Occy sock saves the day

Snapper well hooked on occy
Vijay Nikora Raj continues his sound advice for surfcasters this month with his take on using octopus for bait.

A little write up on a bait I rate one of the best in the surfcasting game (Occy). Many of the top guns around the country and top surfcasters I have the pleasure of fishing with, will all have occy (octopus) in their bait bins. You may think, how is something that has no smell to us when fresh, so appealing to predators in the ocean, like whopper snapper?

Beats me—but they love it. It’s a bait that takes a bit of getting used to and is hard to source if you are not a diver or do a lot of rock hopping. In some cases it’s gold, especially for surfcasting competitions.

Once you have peeled off the outer layers of the tentacles, you expose beautiful white flesh and release the flavours. I feed a small pinky finger size tube onto my hook as if I’m putting a sock on the hook, then cotton up.

Occy bait ready to sock it to them

It’s also nicknamed the ‘heave and leave bait’, as it could sit (soak) out there for hours before you get onto a fish. And 90% of the time, it is a good solid snapper.

I don’t know why, but mostly the bigger snapper take the occy baits, while your second rod with anchovy baits is firing, catching more but usually the smaller fish.

And if you’re getting plagued by pesky small kahawai, they won’t touch the occy bait so more time for that big red to come by.

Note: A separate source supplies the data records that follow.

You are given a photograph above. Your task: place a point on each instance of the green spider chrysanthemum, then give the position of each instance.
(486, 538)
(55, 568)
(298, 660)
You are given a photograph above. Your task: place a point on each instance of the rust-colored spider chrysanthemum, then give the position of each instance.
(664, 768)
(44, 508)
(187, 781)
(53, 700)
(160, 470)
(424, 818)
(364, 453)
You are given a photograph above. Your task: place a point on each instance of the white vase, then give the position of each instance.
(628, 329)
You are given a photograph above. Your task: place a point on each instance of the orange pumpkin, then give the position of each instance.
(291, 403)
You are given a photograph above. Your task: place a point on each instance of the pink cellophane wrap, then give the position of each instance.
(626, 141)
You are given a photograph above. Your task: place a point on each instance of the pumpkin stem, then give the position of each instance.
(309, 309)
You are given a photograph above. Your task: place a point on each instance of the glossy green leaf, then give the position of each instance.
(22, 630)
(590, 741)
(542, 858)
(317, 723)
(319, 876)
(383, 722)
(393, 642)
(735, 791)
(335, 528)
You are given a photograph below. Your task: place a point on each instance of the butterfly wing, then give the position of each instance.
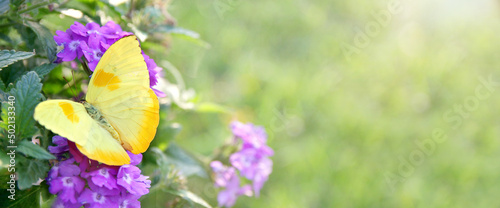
(71, 120)
(120, 90)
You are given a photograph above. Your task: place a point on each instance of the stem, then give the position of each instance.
(36, 6)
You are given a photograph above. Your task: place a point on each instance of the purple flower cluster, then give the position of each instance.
(79, 181)
(91, 41)
(251, 161)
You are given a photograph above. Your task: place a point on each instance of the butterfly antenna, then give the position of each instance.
(74, 85)
(74, 95)
(86, 66)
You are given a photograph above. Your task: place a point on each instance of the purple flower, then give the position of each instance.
(62, 145)
(105, 176)
(130, 178)
(134, 159)
(228, 196)
(126, 200)
(71, 45)
(92, 41)
(98, 197)
(66, 187)
(59, 203)
(250, 161)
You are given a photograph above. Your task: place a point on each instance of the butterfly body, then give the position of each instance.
(121, 111)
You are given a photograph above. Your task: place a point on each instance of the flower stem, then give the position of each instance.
(36, 6)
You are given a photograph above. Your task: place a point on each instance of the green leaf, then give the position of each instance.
(27, 96)
(24, 198)
(184, 161)
(46, 38)
(211, 108)
(4, 6)
(2, 85)
(12, 73)
(182, 33)
(44, 69)
(30, 170)
(190, 197)
(4, 113)
(175, 30)
(9, 57)
(33, 150)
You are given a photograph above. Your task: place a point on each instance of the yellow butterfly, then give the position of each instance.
(120, 113)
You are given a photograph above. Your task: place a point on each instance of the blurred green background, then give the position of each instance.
(343, 125)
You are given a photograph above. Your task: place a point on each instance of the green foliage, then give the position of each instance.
(8, 57)
(33, 150)
(27, 96)
(30, 171)
(190, 197)
(30, 77)
(44, 69)
(46, 39)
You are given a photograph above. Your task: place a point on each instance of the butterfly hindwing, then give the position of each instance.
(71, 120)
(119, 88)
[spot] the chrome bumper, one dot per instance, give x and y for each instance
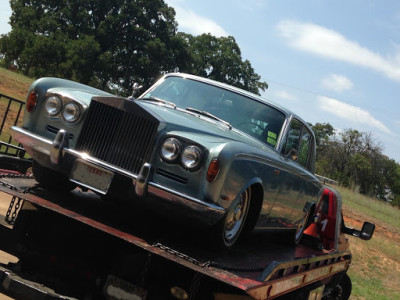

Occy bait does the job for Vijay

Here’s an example. I was fishing a surfcasting comp a couple of weeks or so ago and had two rods out. One rod had a mixture of cray and anchovy baits, while the other had occy on it. All day, crabs hammered the baits, with the softer anchovy baits only lasting 10 minutes before getting smashed. The occy bait, however, is so tough crabs take a hell of a long time to get it off and I ended up catching two snapper while they tried. Occy saved the day!